在说,他们已经看习惯了被打得奄奄一息半句假话都不敢说的人,见宋家这么多人好好的,都觉得这就是没打的原因。
这一次,不管袁氏怎么哭求,宋承孝依然被按到了长凳上,而第二个就是张氏。
挨过一次打,在被衙役给硬扯起来,张氏只差将天给喊破,在当着一家老小的面,被扒拉开裤子时,更是没将宋承孝给咒死。
心里对于那个在路上遇到的顾家村人,她满怀怨恨,好在,这时她还没怀疑,那人是孟岩任的人,所以,在骂时也只是骂着那个挨千刀的。
已经被打过一次,伤口还没好又被打一回,这回还没到十板子,张氏就直接晕厥了过去。
“泼盐水”
毫无怜悯之心的,县丞冷峻着脸就命人泼盐水,在被盐水给疼醒过来的同时,板子又落在屁股上,疼得张氏只喊娘。

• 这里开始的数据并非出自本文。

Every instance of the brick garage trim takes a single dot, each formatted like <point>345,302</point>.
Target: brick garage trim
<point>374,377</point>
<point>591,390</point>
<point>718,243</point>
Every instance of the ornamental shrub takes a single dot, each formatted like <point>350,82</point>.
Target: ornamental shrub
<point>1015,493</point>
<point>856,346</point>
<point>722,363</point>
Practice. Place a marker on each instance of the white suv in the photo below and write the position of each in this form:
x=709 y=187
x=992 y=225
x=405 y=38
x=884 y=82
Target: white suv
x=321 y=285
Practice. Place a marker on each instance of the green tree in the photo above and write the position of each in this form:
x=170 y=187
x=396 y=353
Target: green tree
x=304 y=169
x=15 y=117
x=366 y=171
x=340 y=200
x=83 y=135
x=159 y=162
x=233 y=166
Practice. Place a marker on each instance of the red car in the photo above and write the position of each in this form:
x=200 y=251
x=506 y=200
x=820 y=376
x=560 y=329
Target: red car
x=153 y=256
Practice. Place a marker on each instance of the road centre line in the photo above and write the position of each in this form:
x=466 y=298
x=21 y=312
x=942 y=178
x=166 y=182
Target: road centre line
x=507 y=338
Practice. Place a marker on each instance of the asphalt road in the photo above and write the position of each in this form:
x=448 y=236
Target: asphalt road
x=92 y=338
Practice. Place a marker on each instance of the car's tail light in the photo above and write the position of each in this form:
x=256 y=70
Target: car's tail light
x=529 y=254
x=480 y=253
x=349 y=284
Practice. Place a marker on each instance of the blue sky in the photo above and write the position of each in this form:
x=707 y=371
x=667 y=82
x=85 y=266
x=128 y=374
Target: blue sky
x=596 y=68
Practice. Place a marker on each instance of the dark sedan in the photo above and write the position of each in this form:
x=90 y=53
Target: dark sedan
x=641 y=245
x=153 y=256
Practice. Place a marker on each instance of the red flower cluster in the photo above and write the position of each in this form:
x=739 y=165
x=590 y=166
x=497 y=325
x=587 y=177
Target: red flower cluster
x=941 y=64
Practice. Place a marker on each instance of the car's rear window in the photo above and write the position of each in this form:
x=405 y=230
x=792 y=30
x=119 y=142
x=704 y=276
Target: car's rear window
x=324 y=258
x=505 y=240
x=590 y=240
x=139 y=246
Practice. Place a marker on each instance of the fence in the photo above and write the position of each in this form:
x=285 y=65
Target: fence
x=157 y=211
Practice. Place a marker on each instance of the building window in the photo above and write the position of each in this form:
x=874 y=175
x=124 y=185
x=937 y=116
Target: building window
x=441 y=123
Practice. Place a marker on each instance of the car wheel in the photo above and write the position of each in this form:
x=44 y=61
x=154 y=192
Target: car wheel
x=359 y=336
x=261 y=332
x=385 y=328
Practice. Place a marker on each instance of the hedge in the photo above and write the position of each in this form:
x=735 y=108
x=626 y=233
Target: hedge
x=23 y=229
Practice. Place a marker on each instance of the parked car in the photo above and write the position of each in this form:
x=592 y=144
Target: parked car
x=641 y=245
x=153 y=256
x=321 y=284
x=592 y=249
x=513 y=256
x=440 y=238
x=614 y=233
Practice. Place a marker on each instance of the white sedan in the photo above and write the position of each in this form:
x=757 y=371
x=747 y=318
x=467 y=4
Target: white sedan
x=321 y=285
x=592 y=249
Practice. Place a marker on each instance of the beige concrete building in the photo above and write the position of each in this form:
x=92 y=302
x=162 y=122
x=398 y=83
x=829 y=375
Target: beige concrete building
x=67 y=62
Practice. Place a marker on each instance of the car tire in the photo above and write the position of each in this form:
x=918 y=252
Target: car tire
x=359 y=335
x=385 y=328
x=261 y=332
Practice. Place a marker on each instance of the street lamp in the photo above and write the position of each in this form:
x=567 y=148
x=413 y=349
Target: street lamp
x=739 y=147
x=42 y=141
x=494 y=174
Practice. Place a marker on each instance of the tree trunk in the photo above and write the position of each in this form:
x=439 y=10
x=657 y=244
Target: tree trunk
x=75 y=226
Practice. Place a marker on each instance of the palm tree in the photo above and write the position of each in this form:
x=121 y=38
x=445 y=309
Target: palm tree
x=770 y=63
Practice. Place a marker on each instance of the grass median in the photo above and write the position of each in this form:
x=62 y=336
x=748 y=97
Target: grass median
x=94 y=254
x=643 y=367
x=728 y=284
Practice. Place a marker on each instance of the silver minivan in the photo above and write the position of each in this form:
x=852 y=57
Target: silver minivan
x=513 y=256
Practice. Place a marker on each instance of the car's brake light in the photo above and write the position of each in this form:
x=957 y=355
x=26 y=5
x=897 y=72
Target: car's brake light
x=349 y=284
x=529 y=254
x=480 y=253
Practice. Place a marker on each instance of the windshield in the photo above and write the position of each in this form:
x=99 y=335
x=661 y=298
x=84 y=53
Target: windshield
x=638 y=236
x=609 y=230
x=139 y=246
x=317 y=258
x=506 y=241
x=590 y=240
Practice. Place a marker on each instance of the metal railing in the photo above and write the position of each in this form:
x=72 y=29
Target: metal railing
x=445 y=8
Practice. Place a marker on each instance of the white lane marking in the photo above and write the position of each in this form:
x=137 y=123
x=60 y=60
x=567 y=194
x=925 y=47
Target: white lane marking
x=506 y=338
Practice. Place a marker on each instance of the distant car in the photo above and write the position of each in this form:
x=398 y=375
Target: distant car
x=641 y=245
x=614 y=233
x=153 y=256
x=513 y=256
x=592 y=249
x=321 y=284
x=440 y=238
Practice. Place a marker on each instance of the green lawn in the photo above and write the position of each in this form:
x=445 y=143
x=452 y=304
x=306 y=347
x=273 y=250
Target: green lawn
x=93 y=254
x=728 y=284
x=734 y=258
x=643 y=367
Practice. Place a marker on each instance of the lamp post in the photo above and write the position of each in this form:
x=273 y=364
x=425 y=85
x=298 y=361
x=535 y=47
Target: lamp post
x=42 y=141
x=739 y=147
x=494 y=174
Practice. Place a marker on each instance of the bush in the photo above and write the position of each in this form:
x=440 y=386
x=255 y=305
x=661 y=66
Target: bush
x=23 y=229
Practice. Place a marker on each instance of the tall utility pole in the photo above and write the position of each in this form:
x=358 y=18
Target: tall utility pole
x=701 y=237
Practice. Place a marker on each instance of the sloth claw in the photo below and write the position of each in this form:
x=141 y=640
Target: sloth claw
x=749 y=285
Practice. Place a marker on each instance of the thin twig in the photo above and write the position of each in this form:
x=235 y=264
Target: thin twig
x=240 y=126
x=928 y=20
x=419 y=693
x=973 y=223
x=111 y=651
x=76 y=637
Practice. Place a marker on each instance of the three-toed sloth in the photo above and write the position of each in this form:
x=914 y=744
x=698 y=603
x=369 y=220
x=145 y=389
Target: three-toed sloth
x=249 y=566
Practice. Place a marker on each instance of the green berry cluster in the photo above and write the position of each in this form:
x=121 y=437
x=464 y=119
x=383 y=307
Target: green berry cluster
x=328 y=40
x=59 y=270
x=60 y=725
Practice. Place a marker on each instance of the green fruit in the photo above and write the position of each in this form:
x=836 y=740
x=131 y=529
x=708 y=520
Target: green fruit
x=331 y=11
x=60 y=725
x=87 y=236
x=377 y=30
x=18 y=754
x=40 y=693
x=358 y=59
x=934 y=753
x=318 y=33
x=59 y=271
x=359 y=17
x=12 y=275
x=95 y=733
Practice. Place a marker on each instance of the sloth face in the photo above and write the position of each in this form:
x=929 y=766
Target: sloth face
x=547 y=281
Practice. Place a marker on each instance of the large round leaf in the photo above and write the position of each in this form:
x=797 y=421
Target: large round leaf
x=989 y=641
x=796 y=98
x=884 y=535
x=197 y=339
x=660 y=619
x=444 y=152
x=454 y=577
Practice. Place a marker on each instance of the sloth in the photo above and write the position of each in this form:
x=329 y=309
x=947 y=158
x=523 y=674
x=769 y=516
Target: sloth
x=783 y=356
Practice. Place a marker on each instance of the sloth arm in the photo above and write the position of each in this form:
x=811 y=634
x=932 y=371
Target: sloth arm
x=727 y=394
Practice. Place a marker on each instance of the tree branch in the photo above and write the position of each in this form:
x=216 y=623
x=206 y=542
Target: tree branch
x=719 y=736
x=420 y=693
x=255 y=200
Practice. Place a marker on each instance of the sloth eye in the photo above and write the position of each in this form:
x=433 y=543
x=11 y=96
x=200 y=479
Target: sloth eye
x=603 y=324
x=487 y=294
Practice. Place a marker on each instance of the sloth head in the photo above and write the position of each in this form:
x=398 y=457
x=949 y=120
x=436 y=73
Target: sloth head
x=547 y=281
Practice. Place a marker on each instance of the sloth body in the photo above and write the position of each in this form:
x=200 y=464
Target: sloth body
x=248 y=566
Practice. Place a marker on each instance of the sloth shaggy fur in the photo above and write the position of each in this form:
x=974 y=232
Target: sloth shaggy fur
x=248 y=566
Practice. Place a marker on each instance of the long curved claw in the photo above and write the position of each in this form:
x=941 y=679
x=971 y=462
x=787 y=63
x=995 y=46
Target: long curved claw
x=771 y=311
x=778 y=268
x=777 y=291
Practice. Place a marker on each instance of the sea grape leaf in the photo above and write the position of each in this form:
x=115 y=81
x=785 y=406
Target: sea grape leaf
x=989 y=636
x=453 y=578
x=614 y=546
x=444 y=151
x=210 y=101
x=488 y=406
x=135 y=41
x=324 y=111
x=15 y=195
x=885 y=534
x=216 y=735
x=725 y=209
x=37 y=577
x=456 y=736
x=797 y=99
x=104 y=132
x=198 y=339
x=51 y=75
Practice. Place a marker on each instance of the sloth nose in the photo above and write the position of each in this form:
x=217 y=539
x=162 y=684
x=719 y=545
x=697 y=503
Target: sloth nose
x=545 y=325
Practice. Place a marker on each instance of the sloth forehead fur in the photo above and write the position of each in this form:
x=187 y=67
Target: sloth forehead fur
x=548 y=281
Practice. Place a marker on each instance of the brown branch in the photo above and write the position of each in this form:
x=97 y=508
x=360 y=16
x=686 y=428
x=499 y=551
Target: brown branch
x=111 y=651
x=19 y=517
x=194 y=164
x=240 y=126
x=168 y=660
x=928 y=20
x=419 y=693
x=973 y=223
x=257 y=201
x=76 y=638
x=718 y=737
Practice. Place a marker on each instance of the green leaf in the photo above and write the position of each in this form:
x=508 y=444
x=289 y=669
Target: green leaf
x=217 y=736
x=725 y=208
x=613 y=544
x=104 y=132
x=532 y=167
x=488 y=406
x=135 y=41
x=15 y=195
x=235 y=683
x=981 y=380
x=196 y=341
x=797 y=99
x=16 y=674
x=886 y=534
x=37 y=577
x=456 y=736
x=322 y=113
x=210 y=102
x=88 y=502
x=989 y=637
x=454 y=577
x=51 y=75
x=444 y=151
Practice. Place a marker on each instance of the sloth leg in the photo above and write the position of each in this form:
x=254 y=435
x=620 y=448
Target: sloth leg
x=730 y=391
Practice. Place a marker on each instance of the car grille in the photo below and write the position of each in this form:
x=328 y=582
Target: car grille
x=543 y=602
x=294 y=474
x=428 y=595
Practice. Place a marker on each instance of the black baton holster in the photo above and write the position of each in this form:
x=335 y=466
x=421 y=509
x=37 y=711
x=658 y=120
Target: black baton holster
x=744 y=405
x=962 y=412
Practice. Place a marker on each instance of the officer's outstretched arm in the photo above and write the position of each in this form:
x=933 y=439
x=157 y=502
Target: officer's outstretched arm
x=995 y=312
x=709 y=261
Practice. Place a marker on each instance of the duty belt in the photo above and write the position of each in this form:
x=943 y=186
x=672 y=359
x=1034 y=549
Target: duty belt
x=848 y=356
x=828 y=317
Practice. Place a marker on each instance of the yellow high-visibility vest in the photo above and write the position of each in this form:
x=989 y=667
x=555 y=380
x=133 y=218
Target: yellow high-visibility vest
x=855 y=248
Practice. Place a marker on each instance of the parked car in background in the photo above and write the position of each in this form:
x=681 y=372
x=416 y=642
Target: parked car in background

眼瞅着张氏,宋家一门的女人没有一个是不白了脸的,不说这板子打在人身上是个怎样的疼发,就这当众扒裤子的事就是要他们的命。
“冤枉,大人冤枉啊···”
除了冤枉,没人能说出别的话来,而就这冤枉,在场有两个是连喊都喊不出来的,就在宋承孝的板子打结束时,三房的小闺女专业忍不住了。
“人是爷爷打死的,人是爷爷打死的”
她声音不算大,但在大家都求冤时特别的吸引人注意。
跪在宋小梅身边的几个孩子通通停下来,大声说着人是爷爷打死的。
“啪····”
一声惊响,呼喊声停了下来。
“谁说的话”
齐齐的,几个孩子将目光放在宋小梅身上。
毕竟只是一个十来岁的孩子,在这大堂之上没吓尿已经难得,这会让大老爷直接问话。
宋小梅整个人都在颤抖。
“大,大,大,大人,四叔没有打,打我二伯,我二伯是爷爷打的”
筛糠似的,宋小梅还是将话给说完,可她这一说,县丞却没有立刻出声。
不敢抬头看,宋小梅更加害怕“真的是我爷爷打死的,我亲耳听见的”
听见并不是看见,事实上,就是亲眼看见又能怎样。
爹教训儿子,这是天经地义的。
不小心将儿子给教育死了,这是他短命。
可有人告上来了,他们自然还是得管。
不是还有必须管的等着,这个自然管的就得快点结束。